Citing Global Warming, Kansas Denies Plant Permit
By Matthew L. Wald (The New York Times) - January 22, 2007
A Kansas regulator has turned down a permit for a large coal-fired power plant solely because of the global warming gases it would emit.
Opponents of the plant say this is the first instance of a regulatory agency’s rejecting a permit for that reason alone.
The Kansas Department of Health and Environment on Thursday turned down a permit for twin 700-megawatt coal-fired generators that a group of electric cooperatives is seeking to build near Holcomb in southwest Kansas. The ownership and the electricity would be shared by 67 cooperatives in Kansas and neighboring states.
The department’s staff had recommended issuing the air quality permits, but Roderick L. Bremby, the secretary of the department, said in a statement, “I believe it would be irresponsible to ignore emerging information about the contribution of carbon dioxide and other greenhouse gases to climate change and the potential harm to our environment and health if we do nothing.”
Mr. Bremby cited a Supreme Court ruling this year, Massachusetts v. the Environmental Protection Agency, in which the court found that carbon dioxide was a pollutant and could be regulated.

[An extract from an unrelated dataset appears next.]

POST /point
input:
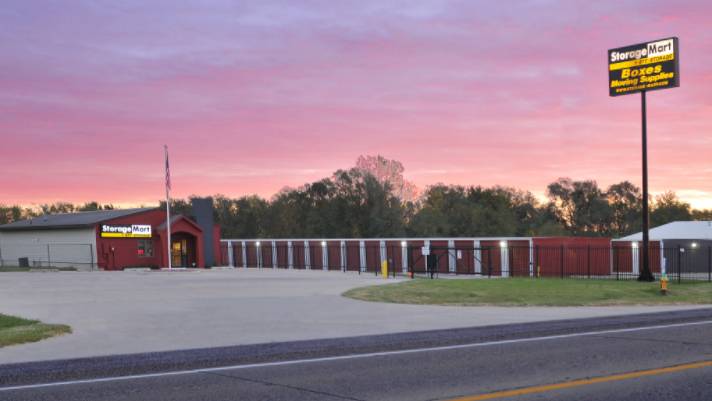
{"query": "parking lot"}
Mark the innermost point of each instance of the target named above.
(129, 312)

At the Sunflower Electric Power Corporation, which would be the operator and part-owner of the plant, a spokesman, Stephen J. Miller, said the court decision merely permitted regulations on carbon dioxide but did not create them. “There are no carbon dioxide regulations in the federal rules or in Kansas,” Mr. Miller said.
A spokesman for the environment and health department, Joe Blubaugh, said, “What it really boils down to is the secretary is authorized by Kansas statute to affirm, modify or reverse a decision on an air permit to protect health and the environment of Kansas.”
Mr. Miller said that if the plant cannot be built, the cooperatives would try to build a power line to import electricity from a coal-fired plant planned in Missouri.
Kansas has a goal of getting 10 percent of its electricity at peak periods from the wind. Mr. Miller said the co-ops would meet the goal by the end of the year, two years ahead of the state deadline.
He said the builders would file an administrative appeal of the decision, which they expected to lose, and then go to court.
At the Sierra Club, which is involved in two suits against the project, Bruce E. Nilles, director of the group’s national coal campaign, said, “I went back through all the rejections I could think of, and none of them were explicitly on the basis of carbon dioxide.” Other environmental groups said they would use the Kansas decision as a precedent in fighting plants elsewhere.
The Kansas decision points to a problem in determining the value of carbon dioxide. Mr. Miller said that as an alternative, the cooperatives could build plants powered by natural gas, which creates half as much carbon dioxide per unit of heat produced. But at a market price of $8 per million B.T.U.’s for gas, the fuel cost for a kilowatt-hour from the co-op’s existing gas-fired plant is about 8 cents, while from coal, the price is 1.5 cents. (A new plant would need less gas to make a kilowatt-hour, experts say, but the price difference would still be substantial.)
Since there is no tax or trading system for carbon dioxide in the United States, there is no common yardstick for determining whether the additional amount that consumers would pay for gas is offset by the carbon saved.